Specific for HOPE Groups in clinical services:

The HOPE Guide of a HOPE Group in a clinical service must be a licensed professional who is employed by and familiar with the exact nature of the therapies offered by that service. This person is qualified by the service to be familiar with the patients’ clinical records and be able to make additions to those records with the full knowledge and consent of the participating patients. Such a professional would be a nurse, nurse practitioner, physician assistant, or physician subject to the laws and ethics of licensure in the particular state in which the practice is located.


Precepts of HOPE’s function and service:

·         The Universe is conscious, subjective, and experiential.

·         We are not human beings in search of a spiritual experience; we are spiritual beings immersed in the human condition (Père Teilhard de Chardin).

·         We are here because Life has created us.
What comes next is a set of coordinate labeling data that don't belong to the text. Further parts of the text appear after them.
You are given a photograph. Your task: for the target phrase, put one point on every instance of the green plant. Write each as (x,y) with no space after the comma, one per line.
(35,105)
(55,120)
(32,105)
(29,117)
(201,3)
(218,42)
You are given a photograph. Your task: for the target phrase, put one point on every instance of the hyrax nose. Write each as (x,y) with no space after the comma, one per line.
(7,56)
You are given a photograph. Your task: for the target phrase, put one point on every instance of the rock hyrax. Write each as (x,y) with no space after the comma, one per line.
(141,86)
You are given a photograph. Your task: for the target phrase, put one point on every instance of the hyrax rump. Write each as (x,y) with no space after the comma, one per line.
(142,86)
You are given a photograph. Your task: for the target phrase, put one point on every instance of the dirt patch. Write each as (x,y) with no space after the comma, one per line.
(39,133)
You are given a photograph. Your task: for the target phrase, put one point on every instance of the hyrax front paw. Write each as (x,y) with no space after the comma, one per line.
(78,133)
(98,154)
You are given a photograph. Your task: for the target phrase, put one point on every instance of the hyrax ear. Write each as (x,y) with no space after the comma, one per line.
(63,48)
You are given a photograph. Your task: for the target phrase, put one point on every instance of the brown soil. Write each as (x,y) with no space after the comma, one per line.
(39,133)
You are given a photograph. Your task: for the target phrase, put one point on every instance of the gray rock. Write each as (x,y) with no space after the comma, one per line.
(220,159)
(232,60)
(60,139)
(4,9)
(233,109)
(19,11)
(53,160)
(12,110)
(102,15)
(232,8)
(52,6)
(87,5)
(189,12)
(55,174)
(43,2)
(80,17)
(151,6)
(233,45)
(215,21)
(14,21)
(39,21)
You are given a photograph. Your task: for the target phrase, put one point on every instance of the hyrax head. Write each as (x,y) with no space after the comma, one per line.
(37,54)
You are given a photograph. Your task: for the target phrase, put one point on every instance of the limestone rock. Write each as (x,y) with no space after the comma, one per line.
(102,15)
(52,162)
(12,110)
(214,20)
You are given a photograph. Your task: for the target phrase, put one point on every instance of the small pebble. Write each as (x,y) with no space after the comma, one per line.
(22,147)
It has given us resources with which to meet It. It has met us with a set of circumstances. We have created unique individual experiences out of that meeting. We always share that experience with others—and our attitude toward it—24/7. We have chosen that attitude, which the world constantly, accurately mirrors back at us. As that attitude was a choice, we have the power to make another choice.

·         Love defines the all-inclusive relationships that describe the Universe. It is also the attitude of relationship. It brings us inner peace, and sometimes inner peace is the way to love.

·         All experience uniquely reflects the vital, changing nature of the Universe.

·         Dialogue, as David Bohm shows us (www.infed.org/archives/e-texts/bohm_dialogue.htm), is an excellent, subjective means for sharing experience, for it reveals the order of wholeness enfolded in chaos.

·         Everyone seeks their inner, spiritual essence that gives meaning to their lives. They reveal its presence in their questions and concerns about that which they see around them, not knowing that it is a reflection of that which lies within. HOPE Guides listen and reflect what they hear and feel in the presence of these seekers.

·         Subjective (offering) “I” statements always take preference over objective (instructing, advising) “you” statements.

·         Advice-giving is self-serving; experience-offering is other-serving. HOPE Guides compassionately share experiences of self and others.

·         HOPE Guiding seeks clarity.

·         HOPE Guiding holds integrity.

In summary:

HOPE is spiritual. HOPE Groups and SoulCircling are sacred processes. It cuts through all that is superficial. Engaging in HOPE eliminates all pretenses. This is what you call an ‘open heart’. No where else does this happen with such regularity. – Colleen R.